During a visit to Synthesia’s London studio, the author recorded a short scripted session to generate a hyperrealistic avatar and compared outputs from the older Express-1 model and the new Express-2 technology. Synthesia began in 2017 with dubbed, face-matching avatars and later offered businesses the ability to create presentation videos featuring AI versions of staff or consenting actors. The Express-2 avatars show notably smoother facial movements, more expressive hand gestures and a voice model that better preserves accents and intonation. The author received two avatars a few weeks after filming and found Express-2 significantly closer to a realistic presentation, while still betraying small telltale artifacts such as plasticky skin tones, stiff hair strands and glassy eyes.
Technically, Synthesia combined a new voice cloning model with multiple video models to improve realism. A speech analysis stage feeds an Express-Voice model that preserves accent and expressiveness. Express-2 then uses a gesture generator, an alignment evaluator that selects the best motion to match audio, and a powerful rendering model that replaces the earlier model. Where Express-1 used models with a few hundred million parameters, the Express-2 rendering model has parameters in the billions, which the company says reduces creation time and lets the system learn associations from much more diverse data. Synthesia staff described how the pipeline lets the system infer appropriate micro gestures and intonation without needing the same extensive emotion-specific footage required by older versions.
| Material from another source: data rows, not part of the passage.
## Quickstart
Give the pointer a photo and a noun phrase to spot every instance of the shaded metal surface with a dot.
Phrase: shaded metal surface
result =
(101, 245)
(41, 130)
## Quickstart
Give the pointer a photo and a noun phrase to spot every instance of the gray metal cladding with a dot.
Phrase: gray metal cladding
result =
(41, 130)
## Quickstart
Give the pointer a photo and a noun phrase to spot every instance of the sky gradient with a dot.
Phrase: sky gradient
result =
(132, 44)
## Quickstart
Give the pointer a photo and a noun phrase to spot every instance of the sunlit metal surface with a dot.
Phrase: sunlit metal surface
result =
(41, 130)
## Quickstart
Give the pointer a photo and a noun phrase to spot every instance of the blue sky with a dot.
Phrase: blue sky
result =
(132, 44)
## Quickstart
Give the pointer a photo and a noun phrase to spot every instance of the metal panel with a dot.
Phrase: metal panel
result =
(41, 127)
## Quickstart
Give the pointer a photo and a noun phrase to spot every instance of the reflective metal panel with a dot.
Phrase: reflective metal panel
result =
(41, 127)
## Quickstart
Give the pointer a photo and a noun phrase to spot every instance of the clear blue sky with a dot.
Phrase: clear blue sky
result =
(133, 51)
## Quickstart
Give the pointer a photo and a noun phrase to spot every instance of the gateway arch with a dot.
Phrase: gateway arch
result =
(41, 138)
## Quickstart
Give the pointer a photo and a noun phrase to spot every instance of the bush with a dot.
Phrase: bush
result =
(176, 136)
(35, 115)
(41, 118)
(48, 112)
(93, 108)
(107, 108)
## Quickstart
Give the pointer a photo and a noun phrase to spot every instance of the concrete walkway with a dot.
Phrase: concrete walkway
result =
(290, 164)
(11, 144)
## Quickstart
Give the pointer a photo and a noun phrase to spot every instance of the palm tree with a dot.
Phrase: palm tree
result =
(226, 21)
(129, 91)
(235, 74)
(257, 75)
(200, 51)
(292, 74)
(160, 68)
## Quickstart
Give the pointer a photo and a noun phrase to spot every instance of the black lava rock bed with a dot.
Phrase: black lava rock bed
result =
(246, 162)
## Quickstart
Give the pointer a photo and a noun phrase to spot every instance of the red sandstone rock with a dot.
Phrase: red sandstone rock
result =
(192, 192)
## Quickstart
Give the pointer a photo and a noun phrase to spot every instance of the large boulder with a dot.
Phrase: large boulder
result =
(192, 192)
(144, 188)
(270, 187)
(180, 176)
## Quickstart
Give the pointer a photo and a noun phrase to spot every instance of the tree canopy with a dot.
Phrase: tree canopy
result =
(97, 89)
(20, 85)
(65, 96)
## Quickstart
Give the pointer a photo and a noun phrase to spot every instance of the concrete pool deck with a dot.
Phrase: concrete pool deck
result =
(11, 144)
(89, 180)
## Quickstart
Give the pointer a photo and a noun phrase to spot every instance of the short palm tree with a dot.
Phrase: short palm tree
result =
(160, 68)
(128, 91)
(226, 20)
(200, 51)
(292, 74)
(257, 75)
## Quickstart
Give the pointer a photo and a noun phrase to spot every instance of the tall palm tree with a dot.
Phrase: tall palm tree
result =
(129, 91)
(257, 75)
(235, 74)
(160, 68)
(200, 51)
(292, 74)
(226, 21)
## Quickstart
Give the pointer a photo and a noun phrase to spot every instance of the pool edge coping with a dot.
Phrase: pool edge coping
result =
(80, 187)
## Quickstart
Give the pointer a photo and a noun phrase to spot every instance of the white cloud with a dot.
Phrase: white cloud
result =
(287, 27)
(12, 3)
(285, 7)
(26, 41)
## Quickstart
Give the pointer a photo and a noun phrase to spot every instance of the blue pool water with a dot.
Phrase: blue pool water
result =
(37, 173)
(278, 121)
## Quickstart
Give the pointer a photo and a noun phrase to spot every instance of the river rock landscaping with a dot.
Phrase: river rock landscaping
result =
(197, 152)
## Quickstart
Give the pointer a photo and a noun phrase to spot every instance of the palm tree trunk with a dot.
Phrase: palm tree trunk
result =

Synthesia is focused on corporate uses such as internal communications, training and financial presentations, and it has begun integrating Google’s Veo 3 generative video model to embed new clips directly. The company also plans to make avatars interactive so they can pause, expand or answer questions in real time, effectively combining conversational systems with a lifelike digital human. Researchers quoted in the reporting warned that increased realism risks deepening the uncanny valley and enabling new forms of attachment or manipulation. Observers pointed to existing examples of AI clones used commercially, the potential for embarrassing misuse, and broader concerns that highly charismatic synthetic presenters could alter human-to-human connection and encourage unhealthy emotional bonds.